Common Sense from Young Delegate Earley

Del. Mark Earley Jr.

by Gordon C. Morse

Occasionally, a member of the House of Delegates will stand up, speak to a matter of public interest and do so coherently. 

Del. Mark L. Earley Jr., R-Chesterfield, achieved this feat on Friday afternoon, Feb. 23, 2024, when he offered his thoughts on state Sen. Bill 212 — legislation that would sanction skill games, described by the Richmond Times-Dispatch as “electronic slot machine-like devices the General Assembly tried to ban in 2020.” 

While the measure cleared the House of Delegates on a 57-38 vote, Del. Earley spoke to a broader concern:  

Mr. Speaker, ladies and gentlemen of the House, I don’t want to take a lot of your time today. I know it’s Friday. But I just feel compelled to comment on this briefly. 

As we all know, in the last few years, really about a five-year time frame, we’ve have had a serious expansion, in a very short amount of time, in gaming and gambling here in Virginia. At this point, we got the lottery, we got casinos, we got sports betting, we got all sorts of things.

And now we have these gray games, skill games, whatever you want to call them, that have really sort of come here imposed upon us in a certain way, and now we’re dealing with it. 

Now,  don’t get me wrong, I certainly understand the arguments about how small business can potentially benefit from this, and I appreciate that. I am very sympathetic to it. 

But I do think that we have a different obligation, and perhaps a higher obligation, to consider what this means for our neighborhoods and our families. 
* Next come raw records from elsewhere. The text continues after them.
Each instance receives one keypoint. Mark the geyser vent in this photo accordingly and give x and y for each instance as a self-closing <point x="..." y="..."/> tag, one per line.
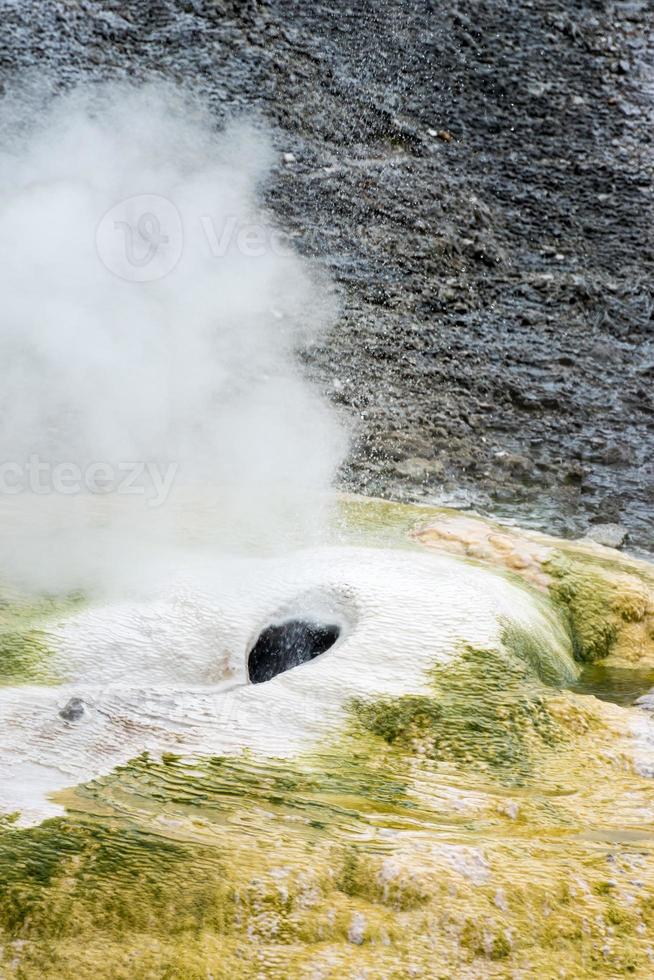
<point x="286" y="645"/>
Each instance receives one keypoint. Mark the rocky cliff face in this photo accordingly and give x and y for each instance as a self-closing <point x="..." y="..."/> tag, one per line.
<point x="477" y="180"/>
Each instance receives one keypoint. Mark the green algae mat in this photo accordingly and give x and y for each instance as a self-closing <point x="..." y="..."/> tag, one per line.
<point x="461" y="787"/>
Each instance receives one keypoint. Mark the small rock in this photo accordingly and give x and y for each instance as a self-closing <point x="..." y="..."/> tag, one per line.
<point x="73" y="710"/>
<point x="610" y="535"/>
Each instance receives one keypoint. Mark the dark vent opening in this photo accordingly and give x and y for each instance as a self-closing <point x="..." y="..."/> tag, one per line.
<point x="288" y="645"/>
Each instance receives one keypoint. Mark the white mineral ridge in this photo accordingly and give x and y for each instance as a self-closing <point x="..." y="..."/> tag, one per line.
<point x="169" y="672"/>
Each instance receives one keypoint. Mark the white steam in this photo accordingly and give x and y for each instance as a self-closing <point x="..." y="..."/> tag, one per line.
<point x="148" y="326"/>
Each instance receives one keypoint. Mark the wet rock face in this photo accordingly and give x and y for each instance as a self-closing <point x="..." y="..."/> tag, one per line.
<point x="287" y="645"/>
<point x="487" y="214"/>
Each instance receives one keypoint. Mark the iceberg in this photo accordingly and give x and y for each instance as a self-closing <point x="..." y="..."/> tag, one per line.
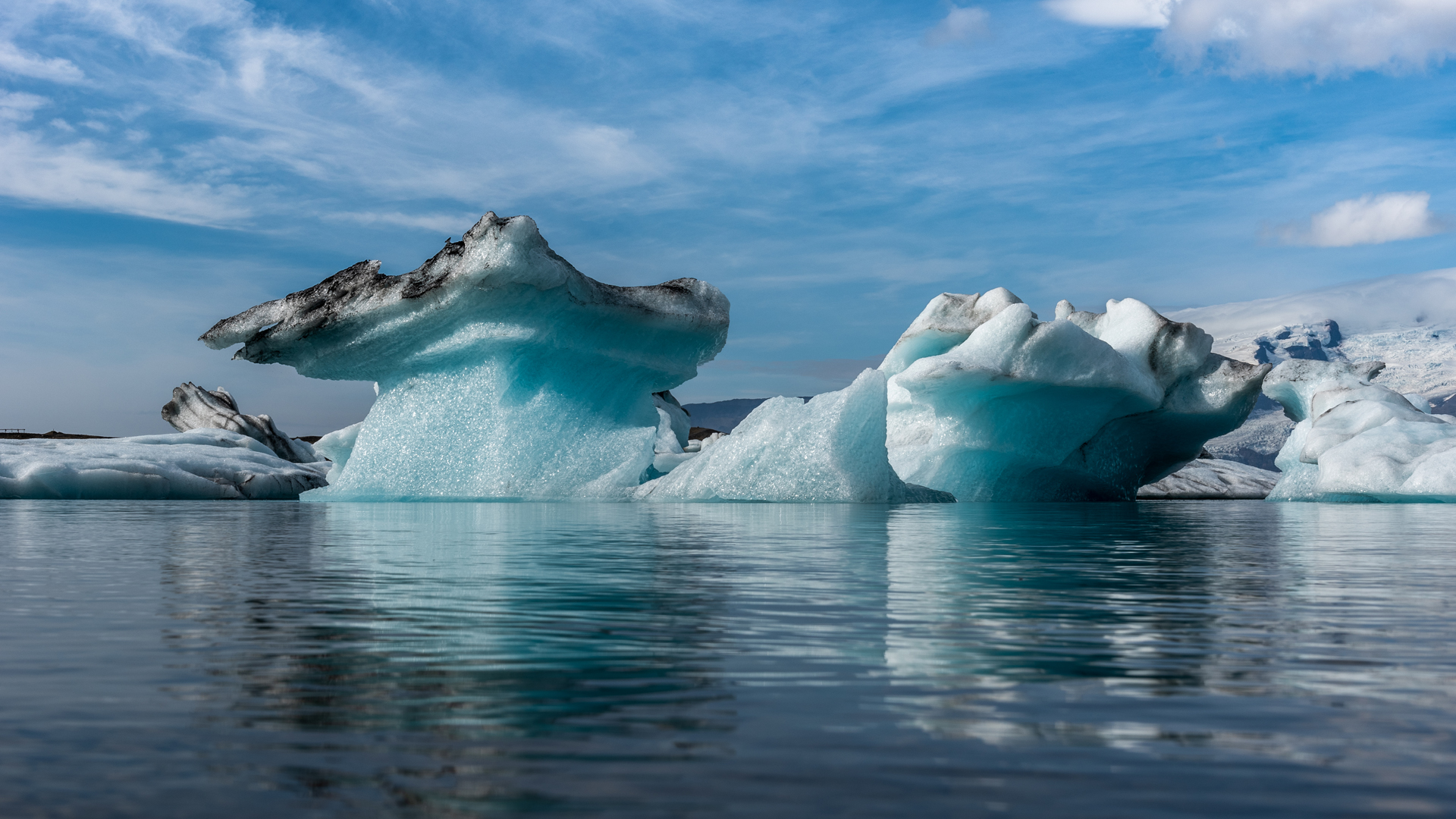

I’m concerned about turning every neighborhood store and every gas station into a mini casino. 

I’m concerned about our inability to keep kids off of these machines. 

I’m concerned about the crime that very often follows these around. 

I’m concerned, maybe most, about the desensitizing effect that these have on all of our families and kids, as we see it day in and day out. 

And I’m concerned about vulnerable people being hooked and harmed on these things because, Mr. Speaker, the truth is that the house always wins. And I think the people that are very often harmed by these and lose money and these things are the people that can often at least afford to. 

So, Mr. Speaker, I understand the arguments on this on both sides of this issue and I think there’s well-reasoned arguments, but I just want to note my concern. 

I think one of the jobs of us and one of the jobs of the law generally is to make it easier for people to find the path of virtue and make it more difficult to get caught in vice. 

And that can be hard sometimes. Those discernments can be very difficult. 

But I think it’s part of our job. So I think it would be wise to pump the brakes on this and think long and hard about whether we want to go down this road. 

Thank you, Mr. Speaker. 

Gordon C. Morse is a writer who served in the administration of Virginia Gov. Gerald Baliles.